Time magazine has reported:
In an op-ed piece in the New York Times, Soufan says Abu Zubaydah gave up the information between March and June 2002, when he was being interrogated by Soufan, another FBI agent and some CIA officers. But that was not the result of harsh techniques, including waterboarding, which were not introduced until August. "We were getting a lot of useful material from [Abu Zubaydah], and we would have continued to get material from him. The rough tactics were not necessary."
There is little doubt that the torture techniques were not neccessary. Perhaps it was because Bush and Cheney ignored eight months worth of warnings leading up to the 911 attacks and were responsible for the deaths of 3,000 Americans because of their negligence that they went overboard in trying to prevent another attack.
Soufan stated unequivocally that torture doesn't work. He told Time magazine:
"When they are in pain, people will say anything to get the pain to stop. Most of the time, they will lie, make up anything to make you stop hurting them," he says. "That means the information you're getting is useless."

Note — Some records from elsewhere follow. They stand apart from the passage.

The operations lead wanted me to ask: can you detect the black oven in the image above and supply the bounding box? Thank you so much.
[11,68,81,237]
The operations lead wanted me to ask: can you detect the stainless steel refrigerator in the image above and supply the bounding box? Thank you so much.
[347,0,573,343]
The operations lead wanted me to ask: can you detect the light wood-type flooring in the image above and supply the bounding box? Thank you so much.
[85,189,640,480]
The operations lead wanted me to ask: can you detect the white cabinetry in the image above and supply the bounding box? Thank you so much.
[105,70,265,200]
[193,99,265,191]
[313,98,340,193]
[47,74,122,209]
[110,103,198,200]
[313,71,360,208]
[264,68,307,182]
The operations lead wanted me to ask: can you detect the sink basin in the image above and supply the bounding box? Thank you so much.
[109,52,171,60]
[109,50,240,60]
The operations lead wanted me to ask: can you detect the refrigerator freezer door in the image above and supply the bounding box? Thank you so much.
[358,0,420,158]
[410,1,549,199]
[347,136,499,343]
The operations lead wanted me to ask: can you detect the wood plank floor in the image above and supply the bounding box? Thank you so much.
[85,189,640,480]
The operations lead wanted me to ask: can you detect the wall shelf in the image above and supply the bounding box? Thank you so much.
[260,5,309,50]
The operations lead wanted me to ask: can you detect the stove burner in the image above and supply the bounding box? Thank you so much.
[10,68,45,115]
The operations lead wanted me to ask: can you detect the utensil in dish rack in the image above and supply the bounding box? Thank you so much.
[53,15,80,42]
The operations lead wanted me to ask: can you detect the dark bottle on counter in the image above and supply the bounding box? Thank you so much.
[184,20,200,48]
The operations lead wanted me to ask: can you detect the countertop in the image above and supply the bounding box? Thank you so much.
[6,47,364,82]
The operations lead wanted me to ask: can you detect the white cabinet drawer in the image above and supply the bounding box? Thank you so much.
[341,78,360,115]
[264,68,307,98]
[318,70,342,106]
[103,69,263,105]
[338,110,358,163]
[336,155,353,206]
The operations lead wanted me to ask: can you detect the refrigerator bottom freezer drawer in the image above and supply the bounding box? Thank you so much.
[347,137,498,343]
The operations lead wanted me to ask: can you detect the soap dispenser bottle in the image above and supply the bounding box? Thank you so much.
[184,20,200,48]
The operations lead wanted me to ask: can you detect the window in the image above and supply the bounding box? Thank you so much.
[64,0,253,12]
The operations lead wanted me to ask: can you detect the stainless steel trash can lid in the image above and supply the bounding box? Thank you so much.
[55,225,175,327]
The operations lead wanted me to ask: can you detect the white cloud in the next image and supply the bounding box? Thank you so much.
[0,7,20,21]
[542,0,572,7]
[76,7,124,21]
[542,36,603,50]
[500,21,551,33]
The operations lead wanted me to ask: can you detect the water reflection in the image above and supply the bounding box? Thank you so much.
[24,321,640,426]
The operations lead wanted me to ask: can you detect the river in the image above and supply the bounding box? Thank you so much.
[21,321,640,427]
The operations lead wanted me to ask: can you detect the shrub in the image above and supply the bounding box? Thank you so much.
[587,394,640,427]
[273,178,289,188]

Defenders of waterboarding and the Bush decision to use it have tried to claim that waterboarding Khalid Sheik Mohammad in 2005 led to information that prevented an attack on the Library Buidling in Los Angeles. But other documents show that plot was discovered and broken up in 2002 using conventional interrogation techniques.
Soufan said his main objection to the techniques was moral. "To use violence against detainees," he says, "is [al-Qaeda's] way, not the American way."
Soufan said that when the harsh techniques were introduced he protested and his bosses at the FBI backed him up. He was removed from his assignment as an interrogator.
As of now it appears that against Obama's wishes, Senator Leahy is going to hold hearings into whether anyone in the Bush Administration violated any laws. Those hearings alone could do more good to re-establish the credibility of the United States than any speech made by Obama.
And the contention that somehow knowing the limits of US interrogators will make Al-Qaeda prisoners stronger and more apt to withold information doesn't hold, pardon the pun, any water.